I care not one wit about the spiritual beliefs of any man or woman. Each individual must answer to his/her conscience and to his/her family. The individual’s beliefs are no concern of mine as long as he does not harm or defraud anyone else. My concern and consternation about Waco are the underlying implications for the basic human right of self defense in a society that purports to operate under the rule of law.

My personal belief is that the Branch Davidians had every right to defend themselves and to return fire upon the agents who unlawfully attacked them in their home. My position is supported by Texas State law– allowing for use of deadly force to compel unlawful arrest. Further, I believe the greatest mistake made by the Davidians was to permit the ATF request for a cease-fire, allowing the ATF to collect their wounded. Trusting federal agents at their word proved to be a fatal error. Killing every single ATF agent on the property was justified. When the ATF decided to act unlawfully, they became a lawless gang of criminals and should not have been granted any courtesy.
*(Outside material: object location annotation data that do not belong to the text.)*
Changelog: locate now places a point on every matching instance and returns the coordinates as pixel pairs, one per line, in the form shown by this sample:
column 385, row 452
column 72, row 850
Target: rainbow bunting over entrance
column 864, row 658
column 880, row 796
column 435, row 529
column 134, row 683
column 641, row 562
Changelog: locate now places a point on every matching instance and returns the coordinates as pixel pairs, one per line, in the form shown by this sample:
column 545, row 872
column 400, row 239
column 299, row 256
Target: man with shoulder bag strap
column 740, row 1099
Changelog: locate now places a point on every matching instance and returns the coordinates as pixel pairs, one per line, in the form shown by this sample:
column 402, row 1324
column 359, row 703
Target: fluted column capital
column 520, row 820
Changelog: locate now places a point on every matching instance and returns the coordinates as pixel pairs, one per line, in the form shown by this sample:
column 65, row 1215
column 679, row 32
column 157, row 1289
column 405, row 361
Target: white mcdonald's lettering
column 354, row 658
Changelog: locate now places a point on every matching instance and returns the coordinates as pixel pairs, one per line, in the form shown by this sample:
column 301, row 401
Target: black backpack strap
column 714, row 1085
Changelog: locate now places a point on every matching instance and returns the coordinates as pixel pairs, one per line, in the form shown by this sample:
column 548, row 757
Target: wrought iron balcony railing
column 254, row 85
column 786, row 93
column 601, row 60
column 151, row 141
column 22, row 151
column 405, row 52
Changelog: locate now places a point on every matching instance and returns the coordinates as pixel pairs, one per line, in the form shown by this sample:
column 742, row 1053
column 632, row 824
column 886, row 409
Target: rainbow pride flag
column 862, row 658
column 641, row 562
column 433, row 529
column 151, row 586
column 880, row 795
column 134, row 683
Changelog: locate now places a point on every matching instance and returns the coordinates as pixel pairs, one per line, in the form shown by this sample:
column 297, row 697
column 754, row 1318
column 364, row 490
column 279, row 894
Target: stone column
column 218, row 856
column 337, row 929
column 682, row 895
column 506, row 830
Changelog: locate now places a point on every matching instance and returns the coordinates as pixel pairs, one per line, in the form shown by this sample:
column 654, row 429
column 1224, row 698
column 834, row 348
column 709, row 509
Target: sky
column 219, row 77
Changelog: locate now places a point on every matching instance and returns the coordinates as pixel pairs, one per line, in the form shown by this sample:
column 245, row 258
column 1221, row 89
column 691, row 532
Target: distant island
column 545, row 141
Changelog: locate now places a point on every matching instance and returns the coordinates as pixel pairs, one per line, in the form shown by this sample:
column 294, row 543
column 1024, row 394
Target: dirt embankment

I am not alone when I say that this was the worst act of lawlessness perpetrated by federal law officers in American history. There were 25 children burned to death in that place, because of the over-zealous, hasty and arrogantly authoritarian attitude of federal agents. Not one of those agents of government suffered as much as one day in jail! In fact, many of them retired with extraordinary benefits shortly after.

For more on the Waco debacle, you can read my post from last year that links to James Bovard’s excellent piece.

The complete and utter lack of accountability of those actors involved with this lawlessness has festered to create a sentiment among many in the U.S. heartland; “No More Free Wacos!”